В апреле и мае 1934 года вновь назначенный Верховный прокурор (эта должность по конституции 1936 года была переименована в Генерального прокурора) предпринял поездку по концлагерям ОГПУ, то ли по собственной инициативе, то ли по указанию ближайшего окружения Сталина, дравшихся между собой за места при вожде и нуждавшихся в компрометирующем материале против Ягоды, наиболее всесильного из сталинских приближенных. С армией секретарей Верховный прокурор осматривал лагпункт за лагпунктом, состояние которых прикрашивалось перед приездом высокого ревизора. Обходя бараки, места работ прокурор лично, на ходу, принимал заявления от заключенных. Безусловно, все просили о пересмотре своего дела, все старались встретиться с прокурором, чтобы самим передать в его светлейшие руки послания исстрадавшихся душ.
В конце мая прокурор посетил СОСНУ, где часть засекреченных было от него скрыто путем вывозки их заблаговременно на судах в открытое море. На возвратном пути он заехал на Кемперпункт и «Вегеракшу». Постоянно посещая управление Кемского отделения концлагеря, я был в курсе передвижения прокурора и точно узнал дату его приезда в Кемь в управление отделения. Однако вручить лично ему заявление о пересмотре своего «дела» с просьбой об освобождении я счел нецелесообразным, потому что только за декаду до его приезда я получил по пересмотру «дела» скидку в два года. К тому же я сомневался о преимуществе личного вручения прокурору такого заявления, поскольку их во всех концлагерях он собрал миллионы. Совсем другое дело было с моими подчиненными, у которых концы их десятилетних сроков еще очень были далеки и никаких скидок, кроме зачета рабочих дней, из них никто не получил.
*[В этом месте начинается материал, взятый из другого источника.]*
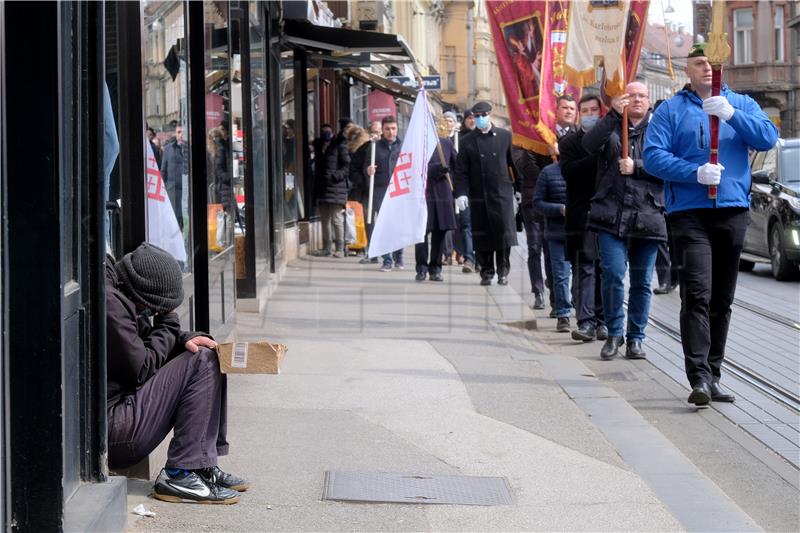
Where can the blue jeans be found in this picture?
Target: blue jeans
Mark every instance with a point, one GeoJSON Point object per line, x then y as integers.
{"type": "Point", "coordinates": [463, 236]}
{"type": "Point", "coordinates": [561, 269]}
{"type": "Point", "coordinates": [615, 255]}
Они все горели желанием лично вручить Верховному прокурору свои заявления о пересмотре «дел». Казачий офицер отредактировал и каллиграфическим почерком написал от всех, в том числе и от себя, восемь заявлений от имени всего состава КЭС, за исключением меня. На меня легла задача организовать встречу персонала КЭС с прокурором.
Персонал КЭС. Второй справа Владимир Всеволодович Яковлев. Июнь 1934 года:
Когда в управлении стало известно о прибытии прокурора на «Вегеракшу», я предупредил персонал КЭС, а сам забрался на второй этаж управления в комнату ответственного дежурного и сел у окна, из которого хорошо просматривалась улица ведущая на «Вегеракшу» до ее поворота. Я рассчитал, что с момента появления из-за угла прокурорского поезда у меня хватит времени сбежать по лестнице, добежать до КЭС и выставить персонал КЭС у входа в управление, где они и смогут вручить прокурору свои заявления. Время шло, я перебрасывался фразами с заключенным помощником ответственного по отделению дежурного сидящего у телефона, а прокурор все не показывался.
Вдруг из-за поворота, поднимая пыль, очень быстро несясь, показалась вереница фаэтонов. Я ринулся вниз, но кортеж меня обогнал и на наружных ступеньках входа в управление я чуть не сшиб Верховного прокурора. Увидя столь стремительно выскочившего из дверей человека, прокурор, подчиняясь выработавшемуся у него за время посещения концлагерей условному рефлексу, протянул ко мне руку за заявлением. У меня сработал условный рефлекс воспитания и тоже протянул руку прокурору. Руки наши на глазах всего начальства сомкнулись в крепком рукопожатии.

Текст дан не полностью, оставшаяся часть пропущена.